Consiglio di Stato, Sez. VI, 05.03.2021, n. 1867
Il Consiglio di Stato, con sentenza n. 1867/2021, pubblicata lo scorso 5 marzo 2021, si è pronunciato sulla questione relativa alla individuazione dell’ambito di applicabilità della disposizione di cui all’art. 9 D.M. n. 1444 del 1968 che, come è noto, stabilisce i limiti di distanza tra i fabbricati.
Rispetto alla citata norma, infatti, il ricorrente aveva eccepito che la previsione de qua riguardasse esclusivamente le “nuove costruzioni” e non anche le ristrutturazioni edilizie e che si sarebbe dovuta ritenere erronea l’affermazione del primo giudice secondo cui l’intervento in progetto – in quanto comportante “una significativa modifica della sagoma in corrispondenza della copertura dell’edificio” – fosse comunque assimilabile ad una “nuova costruzione”.

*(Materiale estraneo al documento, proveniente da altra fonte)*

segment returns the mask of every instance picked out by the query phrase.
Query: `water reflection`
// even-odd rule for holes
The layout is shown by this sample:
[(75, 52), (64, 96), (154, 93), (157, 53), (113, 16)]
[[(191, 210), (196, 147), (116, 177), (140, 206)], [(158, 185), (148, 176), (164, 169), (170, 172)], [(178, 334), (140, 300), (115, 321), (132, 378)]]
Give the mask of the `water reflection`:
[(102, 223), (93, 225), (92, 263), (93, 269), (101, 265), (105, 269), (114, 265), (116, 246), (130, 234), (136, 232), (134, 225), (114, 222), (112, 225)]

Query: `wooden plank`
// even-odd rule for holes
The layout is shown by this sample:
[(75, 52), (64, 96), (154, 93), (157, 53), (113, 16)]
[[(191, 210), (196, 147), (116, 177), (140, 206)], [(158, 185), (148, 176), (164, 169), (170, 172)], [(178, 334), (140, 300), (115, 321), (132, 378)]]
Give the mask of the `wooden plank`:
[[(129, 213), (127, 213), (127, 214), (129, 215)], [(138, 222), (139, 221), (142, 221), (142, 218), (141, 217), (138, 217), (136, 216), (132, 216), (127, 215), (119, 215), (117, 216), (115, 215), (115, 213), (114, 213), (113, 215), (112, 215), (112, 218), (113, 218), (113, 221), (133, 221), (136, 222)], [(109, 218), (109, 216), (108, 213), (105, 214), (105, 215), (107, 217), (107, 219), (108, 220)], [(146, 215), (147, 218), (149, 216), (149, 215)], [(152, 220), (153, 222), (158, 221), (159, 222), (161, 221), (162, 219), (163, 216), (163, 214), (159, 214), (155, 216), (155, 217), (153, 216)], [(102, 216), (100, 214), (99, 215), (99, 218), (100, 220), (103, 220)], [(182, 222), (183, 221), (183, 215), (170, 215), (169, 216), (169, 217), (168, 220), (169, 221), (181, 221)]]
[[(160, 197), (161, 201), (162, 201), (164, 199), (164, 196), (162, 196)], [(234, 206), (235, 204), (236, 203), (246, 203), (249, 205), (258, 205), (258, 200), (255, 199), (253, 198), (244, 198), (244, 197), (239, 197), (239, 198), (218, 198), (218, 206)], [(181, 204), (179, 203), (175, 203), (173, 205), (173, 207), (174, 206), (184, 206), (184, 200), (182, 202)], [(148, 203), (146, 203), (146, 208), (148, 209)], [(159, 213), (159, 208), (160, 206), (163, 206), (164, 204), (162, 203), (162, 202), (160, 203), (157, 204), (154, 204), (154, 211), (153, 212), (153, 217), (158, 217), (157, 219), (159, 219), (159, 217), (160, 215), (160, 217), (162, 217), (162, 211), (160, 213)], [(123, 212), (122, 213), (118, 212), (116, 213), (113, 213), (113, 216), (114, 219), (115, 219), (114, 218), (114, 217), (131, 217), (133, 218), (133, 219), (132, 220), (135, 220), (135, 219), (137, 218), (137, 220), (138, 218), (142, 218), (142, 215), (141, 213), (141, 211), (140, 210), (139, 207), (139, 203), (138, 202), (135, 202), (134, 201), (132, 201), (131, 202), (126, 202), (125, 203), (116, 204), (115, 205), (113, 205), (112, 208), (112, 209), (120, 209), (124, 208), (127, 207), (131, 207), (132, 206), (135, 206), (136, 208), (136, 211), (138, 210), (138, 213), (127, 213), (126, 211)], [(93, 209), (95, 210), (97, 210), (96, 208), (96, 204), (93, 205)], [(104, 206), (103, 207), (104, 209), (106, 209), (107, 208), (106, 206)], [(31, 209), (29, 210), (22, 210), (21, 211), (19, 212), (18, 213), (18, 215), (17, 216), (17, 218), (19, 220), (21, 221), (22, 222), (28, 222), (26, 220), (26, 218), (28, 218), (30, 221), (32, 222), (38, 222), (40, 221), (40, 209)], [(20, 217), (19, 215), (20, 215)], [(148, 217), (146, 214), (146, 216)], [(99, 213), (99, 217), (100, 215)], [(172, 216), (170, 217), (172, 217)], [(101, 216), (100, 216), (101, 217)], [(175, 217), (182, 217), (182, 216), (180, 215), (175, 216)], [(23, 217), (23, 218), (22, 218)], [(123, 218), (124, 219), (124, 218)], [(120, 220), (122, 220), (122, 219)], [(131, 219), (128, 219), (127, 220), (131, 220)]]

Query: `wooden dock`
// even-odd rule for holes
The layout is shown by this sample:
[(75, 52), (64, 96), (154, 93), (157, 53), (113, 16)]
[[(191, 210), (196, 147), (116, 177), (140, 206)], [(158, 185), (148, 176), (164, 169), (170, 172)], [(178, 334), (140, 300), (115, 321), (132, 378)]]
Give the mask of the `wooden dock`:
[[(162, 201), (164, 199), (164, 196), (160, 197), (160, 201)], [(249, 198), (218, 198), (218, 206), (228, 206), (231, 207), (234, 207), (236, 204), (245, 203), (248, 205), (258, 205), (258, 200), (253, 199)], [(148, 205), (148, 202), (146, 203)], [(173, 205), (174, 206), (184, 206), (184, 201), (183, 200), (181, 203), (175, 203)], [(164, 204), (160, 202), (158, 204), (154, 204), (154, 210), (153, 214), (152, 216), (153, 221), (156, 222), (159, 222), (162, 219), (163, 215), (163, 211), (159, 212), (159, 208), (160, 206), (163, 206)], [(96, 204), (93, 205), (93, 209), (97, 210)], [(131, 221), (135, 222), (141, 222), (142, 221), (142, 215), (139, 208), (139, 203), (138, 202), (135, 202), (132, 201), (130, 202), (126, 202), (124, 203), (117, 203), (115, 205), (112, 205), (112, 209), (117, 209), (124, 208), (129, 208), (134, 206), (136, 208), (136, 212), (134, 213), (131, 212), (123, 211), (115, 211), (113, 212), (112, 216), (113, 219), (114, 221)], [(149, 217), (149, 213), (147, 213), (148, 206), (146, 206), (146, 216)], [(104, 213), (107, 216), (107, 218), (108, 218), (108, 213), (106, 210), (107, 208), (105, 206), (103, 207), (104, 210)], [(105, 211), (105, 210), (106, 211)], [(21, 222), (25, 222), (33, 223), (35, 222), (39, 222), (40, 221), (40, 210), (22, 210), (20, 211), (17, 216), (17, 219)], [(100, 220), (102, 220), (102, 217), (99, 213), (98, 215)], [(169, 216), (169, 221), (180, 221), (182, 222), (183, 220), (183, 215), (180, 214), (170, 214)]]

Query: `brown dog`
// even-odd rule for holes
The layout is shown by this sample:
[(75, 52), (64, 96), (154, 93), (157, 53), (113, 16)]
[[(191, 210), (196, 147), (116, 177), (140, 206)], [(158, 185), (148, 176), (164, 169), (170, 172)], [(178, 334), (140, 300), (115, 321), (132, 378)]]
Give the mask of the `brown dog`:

Al riguardo, il supremo Giudice Amministrativo ha puntualizzato – in merito all’applicabilità dell’evocato art. 9 D.M. 1444 del 1968 e all’individuazione della nozione di “nuova costruzione” – come il mero rinvio all’art. 3, lett. e), del d.P.R. 380 del 2001 non appaia dirimente.
Nella sentenza in commento viene richiamata la giurisprudenza, sia amministrativa (da ultimo, Cons. Stato, IV, 8 gennaio 2018, n.72; id., IV, 2 marzo 2018, n.1309) che civile (Cass. civ., II, 15 dicembre 2020, n.28612; id., II, 28 ottobre 2019, n.27476; id., II, 10 febbraio 2020, n.3043) la quale ha evidenziato una tendenziale autonomia del concetto in ambito civilistico, rimarcando che, ai fini dell’osservanza delle norme sulle distanze legali tra edifici di origine codicistica, la nozione di costruzione non può identificarsi con quella di edificio, ma deve estendersi a qualsiasi manufatto non completamente interrato che abbia i caratteri della solidità, stabilità, ed immobilizzazione al suolo, anche mediante appoggio, incorporazione o collegamento fisso ad un corpo di fabbrica preesistente o contestualmente realizzato, indipendentemente dal livello di posa e di elevazione dell’opera (Cons. Stato, IV, 22 gennaio 2013, n. 354).
Tanto premesso, il Collegio ha concluso come nel caso in esame vengano comunque in evidenza interventi sulla volumetria dell’immobile e come, in relazione ai singoli elementi progettuali, la violazione delle distanze appaia evidente, “essendo così conseguentemente irrilevante la vantata qualificazione delle opere come interventi di ristrutturazione edilizia”; sotto ulteriore profilo il Consiglio di Stato ha pure rimarcato la rilevanza dell’esigenza primaria di tutelare le distanze che, come recita il citato art. 9, sono quelle minime e che quindi possono essere violate anche solo puntualmente, atteso che il carattere di nuova costruzione va riscontrato in rapporto ai “caratteri del suo sviluppo volumetrico esterno” (Cass. civ., II, 15 dicembre 2020, n.28612).